Is the follwing increment operation thread safe?

std::map<std::uint64_t, std::uint64_t> val_counts{};

#pragma omp parallel for num_threads(32)
for (std::uint16_t ix = 0; ix < 96; ++ix) {

#pragma omp atomic update
    val_counts[ix%5]++;

}

Based on my experiments, it seems to be thread safe. Howewer, I wanted to be sure, as I am not sure what this translates into. An alternative would be using #pragma omp critical, of course.


Solution

  • I believe the answer is might be yes, but I'm not 100% sure by any means.

    The OpenMP specification gives the following list as the forms the expression is allowed to take:

    x++;
    x--;
    ++x;
    --x;
    x binop= expr;
    x = x binop expr;
    x = expr binop x;
    

    It further specifies that:

    x, r (result), and v (as applicable) are lvalue expressions with scalar type.

    Finally, it says that when it uses scalar, it means what that means in the underlying language (C++, in this case).

    That leads to a bit of a difficulty though.
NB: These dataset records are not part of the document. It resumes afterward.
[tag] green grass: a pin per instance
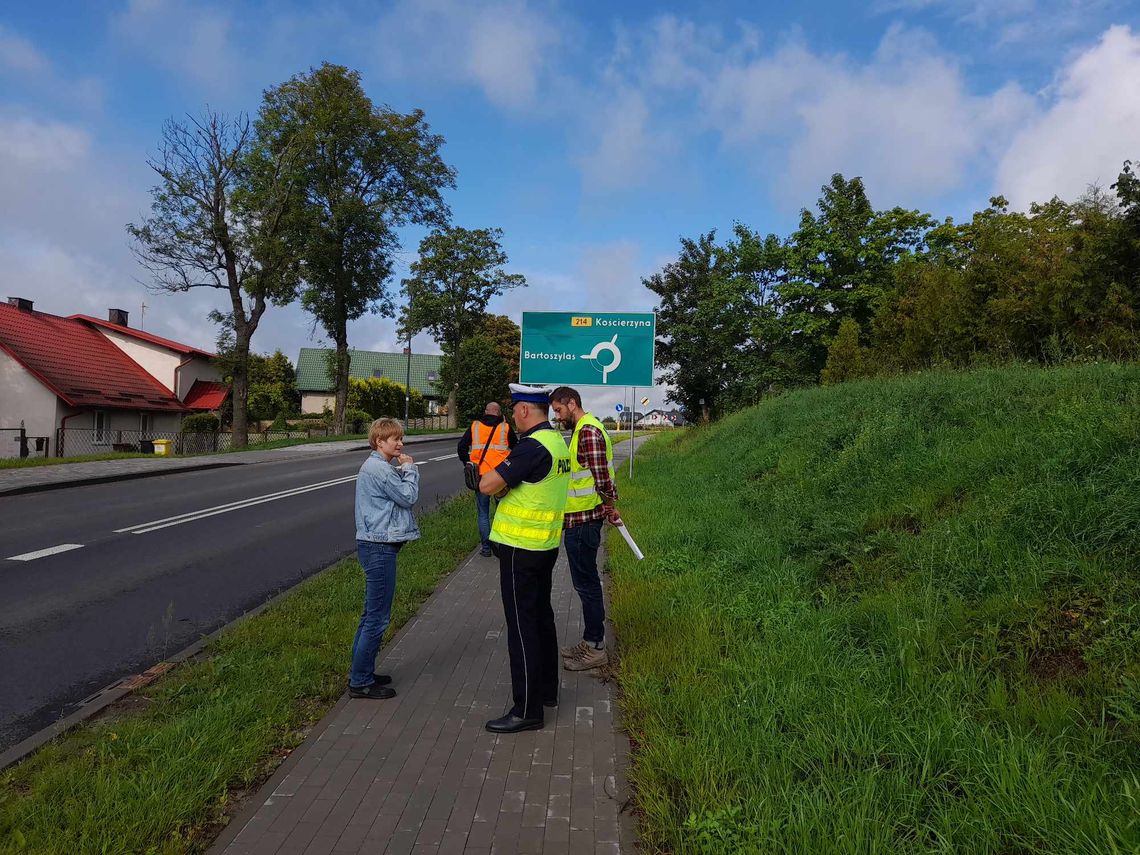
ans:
(159, 781)
(895, 616)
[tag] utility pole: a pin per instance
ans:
(407, 385)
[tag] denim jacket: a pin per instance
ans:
(384, 498)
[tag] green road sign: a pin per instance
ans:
(587, 349)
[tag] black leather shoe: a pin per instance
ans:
(375, 692)
(511, 723)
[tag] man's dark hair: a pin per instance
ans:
(566, 393)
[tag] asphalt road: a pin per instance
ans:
(117, 576)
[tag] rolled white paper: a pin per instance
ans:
(629, 539)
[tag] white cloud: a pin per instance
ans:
(35, 79)
(33, 145)
(188, 39)
(18, 54)
(503, 48)
(905, 120)
(626, 151)
(1088, 127)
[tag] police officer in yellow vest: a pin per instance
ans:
(487, 444)
(531, 485)
(591, 502)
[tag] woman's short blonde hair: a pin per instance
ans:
(384, 429)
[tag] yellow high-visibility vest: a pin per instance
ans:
(530, 515)
(583, 491)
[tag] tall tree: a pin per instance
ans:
(700, 325)
(486, 380)
(507, 339)
(840, 265)
(216, 222)
(361, 172)
(456, 275)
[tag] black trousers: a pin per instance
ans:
(524, 581)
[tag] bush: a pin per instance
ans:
(382, 397)
(201, 423)
(356, 421)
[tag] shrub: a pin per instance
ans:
(201, 423)
(356, 421)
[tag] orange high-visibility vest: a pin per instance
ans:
(494, 439)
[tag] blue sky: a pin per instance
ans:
(594, 135)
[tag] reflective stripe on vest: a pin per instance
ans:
(530, 515)
(481, 434)
(583, 493)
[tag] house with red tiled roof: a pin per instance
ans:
(115, 387)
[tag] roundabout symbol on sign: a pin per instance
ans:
(610, 345)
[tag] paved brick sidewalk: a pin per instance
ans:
(420, 774)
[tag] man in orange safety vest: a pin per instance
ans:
(487, 444)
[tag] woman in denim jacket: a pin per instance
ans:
(387, 488)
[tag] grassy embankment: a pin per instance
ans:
(892, 616)
(159, 780)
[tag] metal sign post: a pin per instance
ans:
(633, 413)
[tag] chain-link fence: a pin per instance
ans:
(18, 442)
(428, 423)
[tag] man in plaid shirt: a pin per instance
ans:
(592, 499)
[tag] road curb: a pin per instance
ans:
(120, 689)
(108, 479)
(218, 464)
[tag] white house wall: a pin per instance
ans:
(23, 397)
(156, 360)
(316, 401)
(197, 368)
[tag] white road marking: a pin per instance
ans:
(143, 528)
(45, 553)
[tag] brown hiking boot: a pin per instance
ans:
(586, 659)
(575, 650)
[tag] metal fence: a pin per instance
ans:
(75, 441)
(428, 423)
(23, 444)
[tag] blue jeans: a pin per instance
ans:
(581, 543)
(483, 506)
(379, 563)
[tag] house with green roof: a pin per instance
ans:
(317, 390)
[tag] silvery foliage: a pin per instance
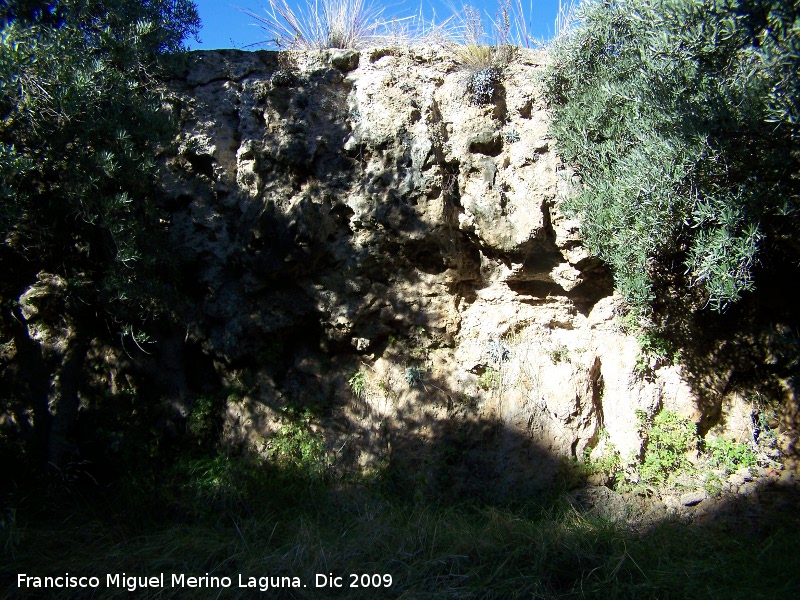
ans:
(482, 85)
(498, 351)
(413, 376)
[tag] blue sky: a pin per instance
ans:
(224, 26)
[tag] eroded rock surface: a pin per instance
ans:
(342, 212)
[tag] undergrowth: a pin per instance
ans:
(461, 549)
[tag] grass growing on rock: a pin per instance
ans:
(431, 548)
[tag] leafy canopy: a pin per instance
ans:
(682, 118)
(81, 120)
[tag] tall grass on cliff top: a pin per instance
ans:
(322, 24)
(354, 24)
(682, 118)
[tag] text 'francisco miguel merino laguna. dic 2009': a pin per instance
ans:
(180, 580)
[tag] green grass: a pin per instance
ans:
(431, 549)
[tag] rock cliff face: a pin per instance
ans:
(371, 212)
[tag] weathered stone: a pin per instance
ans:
(692, 498)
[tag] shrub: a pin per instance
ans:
(729, 455)
(295, 446)
(358, 383)
(669, 438)
(682, 117)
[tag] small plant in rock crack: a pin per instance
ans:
(489, 379)
(498, 351)
(413, 376)
(482, 85)
(358, 383)
(511, 136)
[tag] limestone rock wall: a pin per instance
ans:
(345, 212)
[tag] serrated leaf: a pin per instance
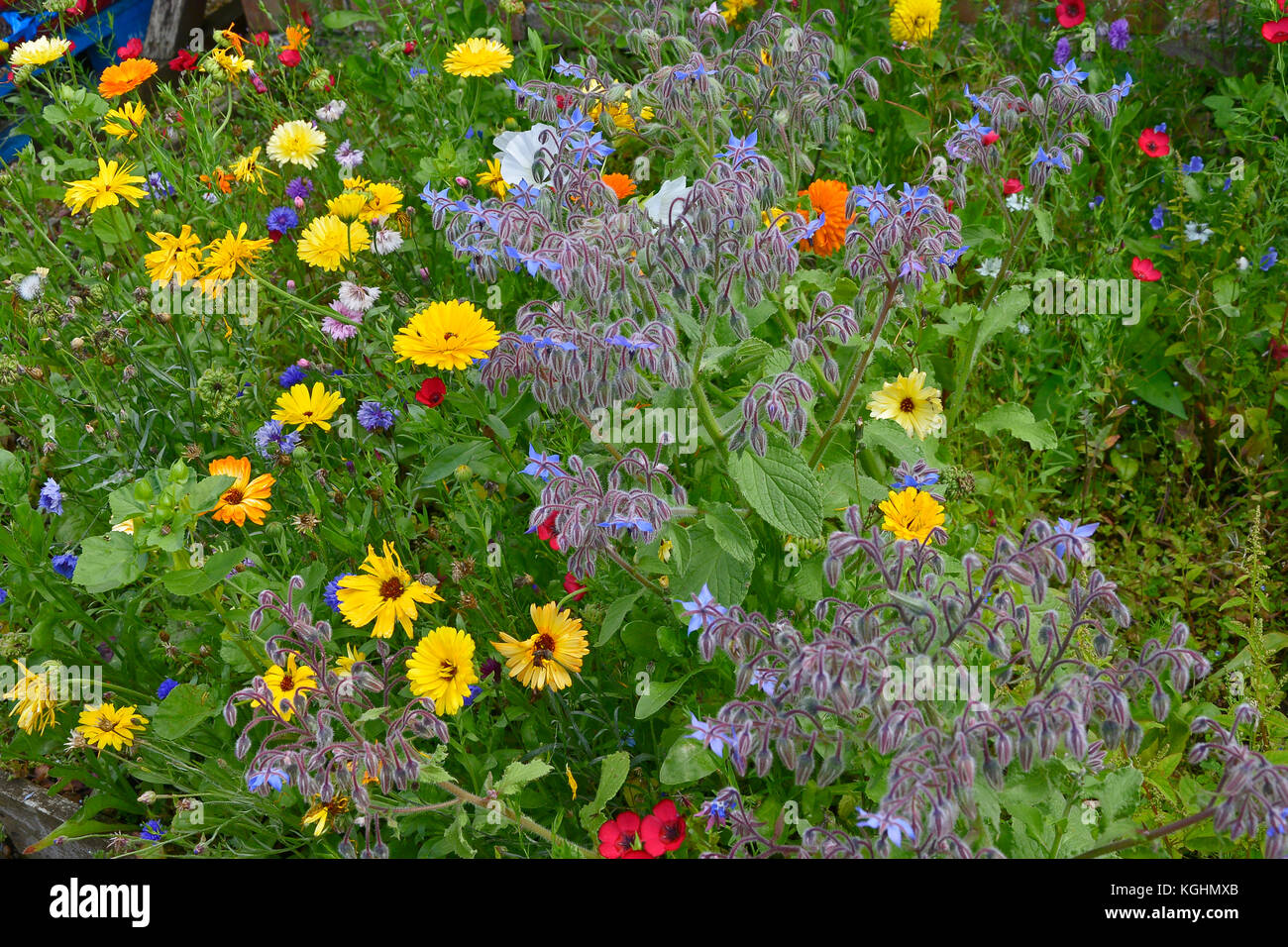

The OpenMP spec talks about an expression of scalar type, but the C++ standard only talks about "scalar" with respect to objects, not expressions.

    So, while your code may fall within the intent of the specification, given the difference in wording between the two, it's difficult to be at all sure of how to read this for a case like this where the increment may easily have two entirely separate side-effects (one of inserting an item into the map, and one of incrementing that object after it's inserted).

    Although it's still not entirely clear with respect to the rules, I suspect most problems this could potentially cause would probably be cured by separating the job into three phases. One would be to pre-populate the map, in a single thread. In this case, you're using only keys from 0 to 5, so you could do something like this:

    for (int i=0; i<5; i++)
        val_counts[i] = 0;
    

    The point of this is that you never insert a new key into the map from more than one thread. Then in the multi-threaded portion, you'd probably separate the lookup from the update, and carry out the update atomically:

    auto &val = val_counts[ix%5];
    
    #pragma omp atomic update
    ++val;
    

    That at least makes it explicit exactly what needs to be atomic, eliminating any chance of misinterpretation leading to (for example) the function call being what you care bout being done atomically.

    For a lot of uses of a map, however, that's not going to be practical--you frequently don't know the keys you're going to use ahead of time, which makes inserting them essentially impossible.

    Without that, it's not clear whether the #pragma omp atomic is really doing to protect inserting a new item into the map, or only the update to the associated value (but given the emphasis on "scalar", more likely the latter).